As you can see the number is at the start of the phrase now. Using the simple sequence approach would lead to code like this:
if (lang == RUSSIAN):
playNumber(num)
play("ru/prompt2")
elif (lang == ENGLISH):
play("prompt1")
playNumber(num)
play("prompt2")
and this is even without applying plural forms! (Not to mention that Russian has 3 plural forms, not 2 as in English).
3. Numbers, dates, etc.
Lets consider the previous example one more time:
say(_tts("There are %n messages currently in your mailbox"), [num])
Here you see the tag '%n'. This is how the new IVR application platform handles the variable numbers, dates and so on.

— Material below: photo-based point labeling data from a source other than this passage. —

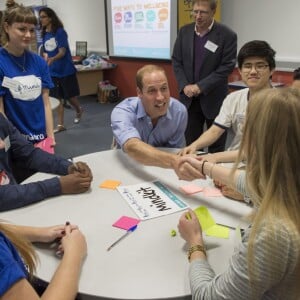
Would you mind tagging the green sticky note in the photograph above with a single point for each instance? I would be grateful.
(204, 217)
(218, 231)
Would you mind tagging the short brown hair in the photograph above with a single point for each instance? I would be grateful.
(144, 70)
(19, 14)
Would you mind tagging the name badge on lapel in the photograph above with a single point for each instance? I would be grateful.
(211, 46)
(6, 143)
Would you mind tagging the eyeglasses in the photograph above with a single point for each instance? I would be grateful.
(200, 12)
(259, 67)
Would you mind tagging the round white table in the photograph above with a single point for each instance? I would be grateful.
(149, 263)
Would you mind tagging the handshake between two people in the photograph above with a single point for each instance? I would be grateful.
(190, 167)
(78, 180)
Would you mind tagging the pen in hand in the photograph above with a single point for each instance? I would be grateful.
(130, 230)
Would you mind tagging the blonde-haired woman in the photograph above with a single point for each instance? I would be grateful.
(17, 261)
(266, 265)
(24, 78)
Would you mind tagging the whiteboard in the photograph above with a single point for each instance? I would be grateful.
(274, 21)
(83, 20)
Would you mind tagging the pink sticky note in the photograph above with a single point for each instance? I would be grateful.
(126, 222)
(46, 145)
(212, 192)
(191, 189)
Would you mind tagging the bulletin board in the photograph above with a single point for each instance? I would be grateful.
(184, 12)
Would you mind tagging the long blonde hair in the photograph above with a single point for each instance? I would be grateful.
(271, 146)
(23, 246)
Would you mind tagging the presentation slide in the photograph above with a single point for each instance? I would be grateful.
(141, 28)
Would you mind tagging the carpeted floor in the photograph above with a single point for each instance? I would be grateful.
(92, 134)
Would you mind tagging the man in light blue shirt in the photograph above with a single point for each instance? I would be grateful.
(153, 119)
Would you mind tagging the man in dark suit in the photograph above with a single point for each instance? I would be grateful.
(204, 55)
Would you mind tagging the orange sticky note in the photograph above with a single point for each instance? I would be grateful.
(110, 184)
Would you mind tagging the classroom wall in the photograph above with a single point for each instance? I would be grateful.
(255, 19)
(83, 20)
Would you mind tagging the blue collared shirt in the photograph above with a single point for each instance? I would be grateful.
(129, 120)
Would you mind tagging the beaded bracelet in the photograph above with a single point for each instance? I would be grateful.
(210, 171)
(202, 167)
(194, 249)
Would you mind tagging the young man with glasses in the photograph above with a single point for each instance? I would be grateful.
(256, 63)
(204, 55)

This example works similar to the well known printf() function, but differs in that the '%n' is replaced with the verbal representation of the number num:
num = 2: "There are two messages currently in your mailbox"
num = 123: "There are one hundred twenty three messages currently in your mailbox"
Currently there are four supported conversions:
%n - numbers and digits
%d - durations
%D - datetime
%s - simple string substitution
Actually the full form of conversion is %(ident)[flags]n'.
The 'ident' is used for binding the values. For example:
say(_tts("There are %(new)n new and %(old)n old messages"), kw = { 'old':num_old, 'new':num_new })
The 'flags' are additional parameters that can be supplied for conversion.
- %n flags:
- N - say number, not digits (default)
- D - say digits, not number
- H - use ordinal form
Examples:
say(_tts("%[D]n"), [ 123 ]) will say "one two three" say(_tts("%[H]n message"), [ 1 ]) will say "first message"
- %d flags
- H - don't say hours
- M - don't say minutes
- %D flags
- D - don't say date
- T - don't say time
- S - don't say seconds
Flags can also have language specific values. For example using Russian you can specify the case (падеж) for the numerics. For more information on language specific flags please consult the documentation in the sources of appropriate TextSynth language module.
4. Speech Synthesis.
OK, now we have the clear text phrases for our messages, so what? But how to play them?
For this purpose a mapping system is created that converts phrases into sequences of prompts. And this is the 'vapp.SpeechSynth.Chunked' class what for. Prompt to phrase mappings are located in 'prompt_map.txt' files. These files consist of lines that are as simple as:
<prompt path>|<phrase>
The vapp.SpeechSynth.Chunked class matches longest parts of the phrases. The VApp software also contains the vapp_prompt_util.py utility that helps to see if all the necessary prompts are present, what phrases should be recorded, what prompt files are missing, and several other useful features.
Please note that the implementation is very simple for now and will not cope with such situation:
say("Press one for English")
1|Press
2|one
3|for English
4|Press one for
The application will fail as it finds the prompt for the 'Press one for' and then cannot find the prompt for the phrase 'English'.